MOSCHINO PRE-FALL 2021 COLLECTION
With Pre-Fall 2021 Collection, Moschino explores collisions of archetypes.
December 18, 2020
Observing Franco Moschino’s penchant for messing with the stereotypes of the traditional wardrobe, Jeremy Scott went a step further for the Moschino Pre-Fall 2021 collection. The trench coat, the biker jacket, and the jean jacket—staples loaded with societal connotations—found new ways to unify and harmonize in a surgical symphony Scott called “collisions of archetypes,” all modeled by Winnie Harlow.
“I love collage as an art form,” Scott said on a video call from his home in Los Angeles. “It’s how I usually work when I’m doing collections—illustrating them, taking pictures, cutting them apart, putting things together.” On every level, it’s how he’s been working since he relocated to California 20 years ago. Before we all became pandemic-time experts at long-distance collaboration, Scott’s creative process came together as a sort of collage in itself. “They were shipping things to me, I’d make notes, send them back.”

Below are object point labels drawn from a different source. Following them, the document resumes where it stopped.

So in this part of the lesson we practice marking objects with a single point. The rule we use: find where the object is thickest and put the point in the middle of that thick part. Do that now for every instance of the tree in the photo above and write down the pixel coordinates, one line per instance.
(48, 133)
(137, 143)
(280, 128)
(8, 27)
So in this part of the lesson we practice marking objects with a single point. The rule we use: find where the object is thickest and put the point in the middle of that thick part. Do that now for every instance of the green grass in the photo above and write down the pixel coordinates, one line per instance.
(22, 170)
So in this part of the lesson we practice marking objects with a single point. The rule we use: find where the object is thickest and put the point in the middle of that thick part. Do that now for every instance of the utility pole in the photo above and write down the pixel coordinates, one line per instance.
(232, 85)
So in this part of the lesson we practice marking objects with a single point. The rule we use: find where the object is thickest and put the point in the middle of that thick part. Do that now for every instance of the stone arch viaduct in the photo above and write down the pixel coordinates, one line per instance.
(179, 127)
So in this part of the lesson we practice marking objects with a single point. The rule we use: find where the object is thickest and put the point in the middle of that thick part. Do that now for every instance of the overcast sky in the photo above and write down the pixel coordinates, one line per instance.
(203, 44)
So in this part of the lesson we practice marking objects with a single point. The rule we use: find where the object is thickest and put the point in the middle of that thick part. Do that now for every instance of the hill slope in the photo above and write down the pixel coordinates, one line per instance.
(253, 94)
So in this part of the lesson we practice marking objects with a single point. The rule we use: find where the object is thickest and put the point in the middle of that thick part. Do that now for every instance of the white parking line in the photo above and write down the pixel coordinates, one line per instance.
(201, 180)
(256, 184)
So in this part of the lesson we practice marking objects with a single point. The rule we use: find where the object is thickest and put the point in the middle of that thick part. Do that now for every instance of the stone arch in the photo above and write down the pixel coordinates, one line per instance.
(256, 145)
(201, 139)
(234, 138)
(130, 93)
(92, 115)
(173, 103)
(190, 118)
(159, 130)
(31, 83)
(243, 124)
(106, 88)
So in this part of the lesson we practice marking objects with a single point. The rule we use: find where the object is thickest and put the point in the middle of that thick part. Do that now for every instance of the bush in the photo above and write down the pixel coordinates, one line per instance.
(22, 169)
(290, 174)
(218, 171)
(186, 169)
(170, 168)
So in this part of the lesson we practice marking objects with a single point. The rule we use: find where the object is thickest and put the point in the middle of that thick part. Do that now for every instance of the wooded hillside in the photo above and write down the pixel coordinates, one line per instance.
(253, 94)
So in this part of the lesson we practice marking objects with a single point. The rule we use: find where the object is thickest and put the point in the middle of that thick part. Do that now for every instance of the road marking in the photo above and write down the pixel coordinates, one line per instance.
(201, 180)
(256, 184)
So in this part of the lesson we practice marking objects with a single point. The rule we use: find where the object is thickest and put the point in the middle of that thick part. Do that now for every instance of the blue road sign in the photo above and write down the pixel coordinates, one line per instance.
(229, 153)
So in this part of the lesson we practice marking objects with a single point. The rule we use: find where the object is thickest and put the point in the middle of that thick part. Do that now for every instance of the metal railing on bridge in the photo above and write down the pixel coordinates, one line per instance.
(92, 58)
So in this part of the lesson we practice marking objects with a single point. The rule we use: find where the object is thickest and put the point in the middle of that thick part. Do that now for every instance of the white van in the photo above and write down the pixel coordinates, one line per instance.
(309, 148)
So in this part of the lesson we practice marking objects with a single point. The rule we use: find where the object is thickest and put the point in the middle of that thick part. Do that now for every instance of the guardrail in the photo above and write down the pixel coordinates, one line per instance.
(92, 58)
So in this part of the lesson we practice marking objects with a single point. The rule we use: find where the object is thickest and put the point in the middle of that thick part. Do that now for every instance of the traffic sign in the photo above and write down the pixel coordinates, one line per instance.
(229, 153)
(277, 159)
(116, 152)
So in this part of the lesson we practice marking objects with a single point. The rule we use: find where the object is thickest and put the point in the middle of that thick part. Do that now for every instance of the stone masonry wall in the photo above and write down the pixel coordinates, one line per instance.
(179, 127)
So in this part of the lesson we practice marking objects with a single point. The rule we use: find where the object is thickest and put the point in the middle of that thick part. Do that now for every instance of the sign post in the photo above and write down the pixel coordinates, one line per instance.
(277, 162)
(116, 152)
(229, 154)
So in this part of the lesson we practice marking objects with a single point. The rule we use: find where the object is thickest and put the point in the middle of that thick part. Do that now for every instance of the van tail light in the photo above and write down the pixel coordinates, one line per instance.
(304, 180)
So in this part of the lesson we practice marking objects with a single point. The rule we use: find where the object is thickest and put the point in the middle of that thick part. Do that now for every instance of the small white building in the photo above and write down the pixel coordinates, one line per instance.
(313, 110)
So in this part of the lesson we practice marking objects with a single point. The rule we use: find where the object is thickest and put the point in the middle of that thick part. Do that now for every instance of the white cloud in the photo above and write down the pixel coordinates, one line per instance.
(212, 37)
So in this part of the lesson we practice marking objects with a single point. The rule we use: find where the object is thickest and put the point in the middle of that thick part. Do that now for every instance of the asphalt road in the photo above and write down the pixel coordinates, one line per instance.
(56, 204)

As we draw the curtain on this monumental year, you could approach his Moschino collection—his last of 2020—as the simplified perspective on that philosophy: Take the archetypes of the old world, cut them up, and collage them together.
“You might have the tweed dress, but she’s got the biker lapels and corset sprouting out of it,” he said, referring to a look Alexis Colby wouldn’t have turned down. “You thought she was a good girl, but she’s actually a little naughty. And I think that’s the truth of it. Everyone is not 100%.” It was a simple idea in a time when clarity is a luxury, delivered with all the teddy-bear motifs and faux-fur cartoon eyes that Scott finds evoke the comfort of nostalgia. “People are multifaceted and complex—that’s always been true, but maybe now it needs to be more visible for people,” he reflected. “I also just thought they were kind of cute clothes.”